When he was hot, Steinbeck wrote fast, paying little or no attention to proper spelling, punctuation, or paragraphing.

But Steinbeck’s Typewriter is more than a detective story about manuscripts or a bibliography of John Steinbeck books. In nine substantial essays it explores aspects of background, language, character, and thought encountered in the great novels from To a God Unknown to The Winter of Our Discontent. The echoes of Robinson Jeffers heard in the language of To a God Unknown are amplified by scanning lines from the novel as poetry. The “gruesome experiences, including rape and murder” of Steinbeck’s paternal grandparents in 19th century Palestine “throw some starling new light on East of Eden’s characters.”  The Grapes of Wrath is analyzed as a “huge symphony of language,” written while Steinbeck actually listened to Bach, Tchaikovsky, and Stravinsky—with a note that Steinbeck claimed “Edgar Varese the modern composer wants to do [a work] based on one of my books. I wrote him that I thought Grapes might be a theme for a symphony. . . .” The continued relevance of Steinbeck’s protest against “tyranny of surveillance, arrogance of power, and willful destruction of people and resources” in The Grapes of Wrath is underscored by a reminder that Steinbeck’s title was subversive when it was chosen, despite the veneer of patriotism applied after the fact.

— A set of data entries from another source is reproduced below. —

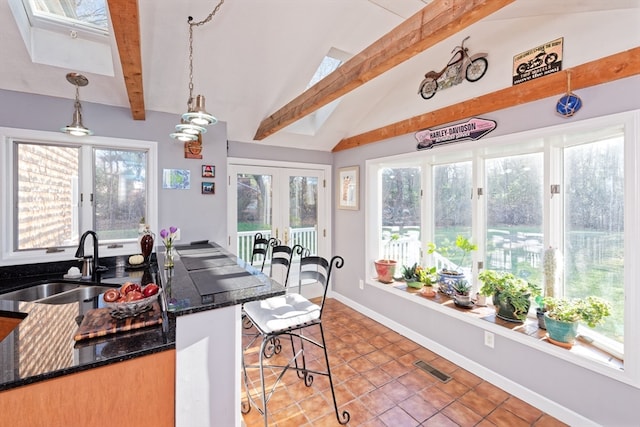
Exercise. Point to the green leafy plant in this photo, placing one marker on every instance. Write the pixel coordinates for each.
(462, 248)
(462, 287)
(411, 273)
(590, 310)
(428, 275)
(508, 289)
(387, 248)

A Guide to Greater Participation in John Steinbeck Books

Since 1969 Bob has taught the great novels of John Steinbeck and other American writers at Ohio University, where he is Edwin and Ruth Kennedy Distinguished Professor of English. It’s a remarkable record of achievement and stability. But as a student in the 1960s Bob says he was lost—until reading John Steinbeck books for the first time changed his life for good. “I had almost no direction at all,” he explains. “My life took a marked turn after my first exposure to Steinbeck’s writing. I gained a second chance, which is one way of defining a writer’s gifted appeal and power. . . .” In Steinbeck’s Typewriter Bob suggests how participating in the great novels of Steinbeck is still possible for readers who feel lost in their lives. True, Bob was prepared by circumstance to enter the world of John Steinbeck books with more ease than some. He was born to Italian-American parents and, until he was 8, lived on the estate of Arthur Szyk, a celebrated Polish-American artist with Jewish roots and outspoken views. Today Bob writes poetry, fly fishes with expertise, and lists the monumental Library of America edition of John Steinbeck books among his academic accomplishments. Not everyone has such a resume.

My life took a marked turn after my first exposure to Steinbeck’s writing. I gained a second chance, which is one way of defining a writer’s gifted appeal and power.

Like the great novels of Steinbeck, however, Steinbeck’s Typewriter displays few signs of distance from the experience of ordinary readers. Quite the opposite. Each essay conveys an aspect of Bob’s palpable affection—for John Steinbeck books, for fellow Steinbeck critics, for the class of Steinbeck students who comprise his imagined audience. Most of all he loves Steinbeck’s characters, empathizing with their struggles and understanding them, as the author intended, in every element of their condition. Here is what he dares to write about the notorious ending of The Grapes of Wrath: “This prophetic final tableau scene—often condemned and misunderstood, but for that no less subversively erotic, mysteriously indeterminate—refuses to fade from view; before the apocalypse occurs, before everything is lost in forgetfulness, Steinbeck suggests, all gestures must pass from self to world, from thought to word, from desperateness to acceptance, from participation to communion.” Bob DeMott’s typewriter, like Steinbeck’s, is an instrument of grace—a means of understanding, a mode of deliverance, a way to participate more fully in life through reading. Use it.